第860条 利益相反行為
第860条 利益相反行為
第八百二十六条の規定は、後見人について準用する。ただし、後見監督人がある場合は、この限りでない。
第826条の規定は、後見人について準用するんや。ただし、後見監督人がある場合は、この限りやあらへん。
本条(第860条)は「利益相反行為」について定めた規定です。
本条は親権や監護・後見に関する規定で、未成年者や被後見人の利益保護を目的としています。法的保護を必要とする者の権利を保障する重要な規定です。
本条は実務上、民事紛争の解決において重要な役割を果たし、当事者の権利保護に寄与しています。
後見人と被後見人の利益が対立する場合は、特別代理人を付けなあかんって決めてるんや。第826条の規定を後見人にも当てはめるっちゅうことやねん。
「利益相反」っちゅうのは、一方が得すると他方が損する関係のことや。例えば、認知症のAさん(おばあちゃん)の後見人が息子さんのBさんやとして、BさんとAさんの間でお金の貸し借りをする場合とか、BさんがAさんの家を買い取る場合とか、そういう時は利益が対立するやろ?Bさんが後見人として自分に有利な条件で契約してしまうかもしれへんやん。そういう時は、家庭裁判所に「特別代理人を付けてください」ってお願いして、その人がAさんの代わりに契約するんや。
でもな、後見監督人のCさんがおる場合は、Cさんが代わりに契約してくれるから、わざわざ特別代理人を付けんでもええねん。
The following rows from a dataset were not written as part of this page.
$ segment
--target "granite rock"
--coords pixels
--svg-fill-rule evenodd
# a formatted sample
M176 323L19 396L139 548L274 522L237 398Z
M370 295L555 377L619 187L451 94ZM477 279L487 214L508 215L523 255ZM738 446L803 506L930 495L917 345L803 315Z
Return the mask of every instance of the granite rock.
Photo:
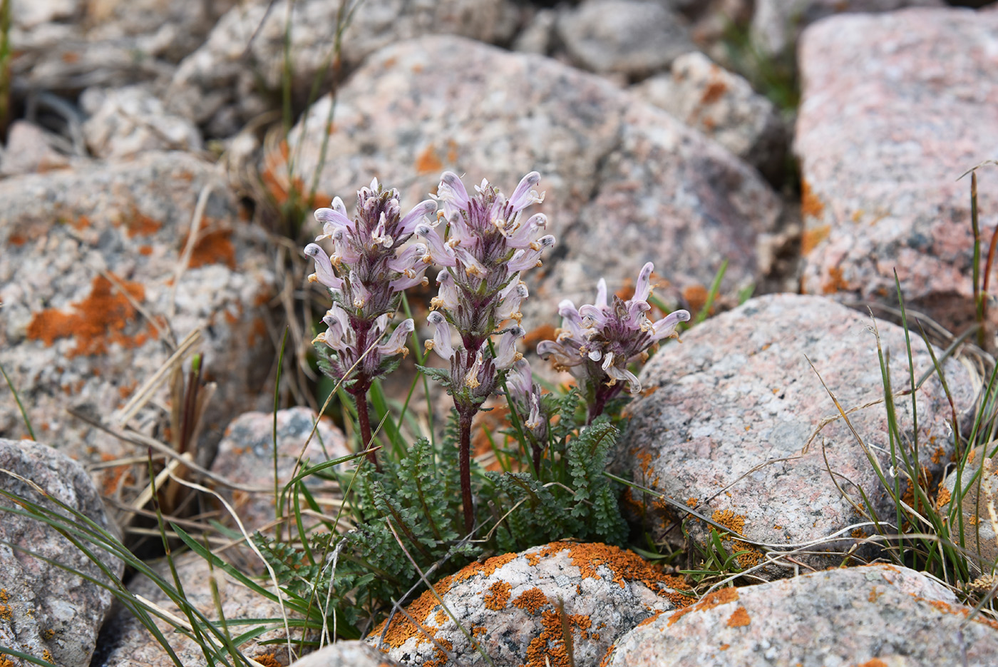
M340 4L326 0L254 0L219 20L208 41L181 63L168 94L172 111L230 136L265 111L267 92L285 75L284 35L290 35L291 88L304 101L316 78L330 81ZM485 42L506 41L517 11L505 0L371 0L356 5L343 30L339 67L427 33L455 33Z
M185 118L168 114L163 102L142 86L88 88L80 104L89 115L83 124L87 146L99 158L202 149L198 128Z
M755 0L749 34L762 54L792 51L797 36L815 21L835 14L891 12L904 7L941 7L942 0Z
M998 155L998 12L829 18L801 38L801 290L974 317L969 177ZM980 173L985 247L998 179ZM989 213L991 215L989 215Z
M541 173L537 210L558 241L529 277L528 330L554 324L562 299L591 299L601 277L617 291L644 262L672 283L660 296L684 305L706 296L725 259L726 296L771 268L780 204L758 173L598 76L455 37L388 47L339 91L323 163L330 104L312 107L286 151L265 154L278 199L319 164L319 205L350 199L373 176L404 205L434 192L445 169L507 193Z
M286 606L281 609L278 603L250 590L220 568L212 570L208 561L197 553L184 552L175 556L174 561L177 576L184 585L185 599L207 618L219 618L212 587L209 585L209 581L214 578L222 600L223 614L230 621L230 631L234 635L260 626L266 628L262 634L239 645L244 656L270 667L287 665L297 658L300 631L292 629L292 640L286 641L287 635L280 620L282 613L293 618ZM173 586L173 576L165 560L153 563L152 568L157 576ZM139 575L129 584L129 591L133 595L141 595L186 622L184 613L153 579ZM154 618L184 667L204 667L208 664L198 644L176 632L175 627L163 619ZM234 621L237 619L242 622L236 624ZM261 620L252 624L253 619ZM119 608L118 613L108 621L108 628L102 633L101 640L91 667L173 667L176 664L156 638L127 609Z
M678 590L687 588L682 578L600 543L552 542L494 556L433 587L495 667L566 664L562 614L571 628L576 664L595 664L640 621L694 600ZM406 611L419 627L399 614L367 641L387 647L391 658L406 665L438 665L434 661L441 659L486 664L431 591Z
M280 488L291 479L299 455L302 462L315 465L352 453L342 432L328 418L319 420L315 434L305 447L314 422L315 412L307 407L277 410L277 479ZM226 428L226 434L219 442L219 453L212 464L212 471L227 479L267 489L261 493L234 491L228 494L243 526L250 533L263 530L274 519L272 428L272 412L241 414ZM344 465L349 464L341 464L337 469L342 470ZM306 483L320 505L323 500L331 499L334 491L339 491L338 487L329 488L326 482L316 477L309 477ZM289 515L286 507L282 515ZM303 519L307 529L309 517Z
M398 667L397 662L362 641L338 641L295 661L291 667Z
M683 344L665 346L645 366L645 395L628 408L633 417L621 452L634 479L732 535L769 545L773 554L813 541L809 553L794 557L812 567L837 565L842 551L873 532L869 526L847 529L866 520L853 508L853 503L863 506L860 490L881 520L894 516L892 501L848 426L841 418L821 425L838 411L815 370L842 408L855 410L849 422L889 478L886 413L875 402L883 388L871 326L868 316L827 299L770 295L692 329ZM904 333L890 323L876 327L891 361L892 385L901 390L909 382ZM920 338L911 337L917 377L932 361ZM969 409L975 390L966 369L949 359L944 370L957 408ZM949 402L934 375L917 399L919 460L930 483L938 482L953 450ZM895 404L901 437L910 443L911 399L899 397ZM902 463L894 467L903 475ZM902 476L902 489L906 482ZM660 499L649 504L651 528L662 535L675 515ZM686 527L693 539L706 543L706 523L695 518ZM663 538L682 535L674 526ZM766 563L760 549L741 539L726 539L726 548L747 550L739 565L758 565L756 576L792 571L786 561ZM861 547L855 555L869 557L871 548Z
M722 588L621 637L606 667L994 664L998 624L906 567L814 572Z
M12 250L0 256L0 362L38 436L82 463L135 454L67 409L115 422L174 345L201 330L204 377L218 383L199 450L210 461L232 415L256 405L272 353L259 317L273 290L264 242L226 182L193 156L150 153L6 179L0 199L0 241ZM165 427L166 394L155 393L131 424ZM24 432L16 405L4 401L0 434ZM128 471L105 468L101 477L112 493Z
M117 528L108 518L90 475L79 463L52 447L31 440L0 439L0 490L5 508L13 507L6 494L43 505L67 517L70 525L82 523L66 509L43 499L18 474L41 487L74 511L111 534ZM103 565L116 579L125 567L121 560L96 548ZM30 550L32 554L26 551ZM2 512L0 519L0 645L64 667L88 667L97 635L111 609L111 593L54 563L109 582L101 568L55 528L23 515ZM4 665L19 667L4 659ZM24 662L23 664L28 664Z
M667 2L584 0L559 12L555 28L572 63L601 74L648 76L694 48Z
M671 74L647 79L632 92L700 130L770 181L778 179L786 128L772 103L745 78L693 51L673 62Z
後見監督人がおったら、その人がチェックしてくれるから安心やっちゅうことや。Cさんが「この契約はAさんにとって不利やないか?」って確認してくれるんやで。
利益相反の典型例は、後見人が被後見人の財産を自分のために使おうとする場合やな。例えば、Bさんが「お母さんの土地を安く自分に売る」とか「お母さんの預金で自分の借金を返す」とか、そういうのは完全にアウトや。自分の利益を優先したらあかんねん。もし利益相反なのに特別代理人を付けずに契約したら、その契約は無効になるで。被後見人を守るための大事な仕組みやから、後見人は常に「これは利益相反やないか?」って考えながら行動せなあかんのや。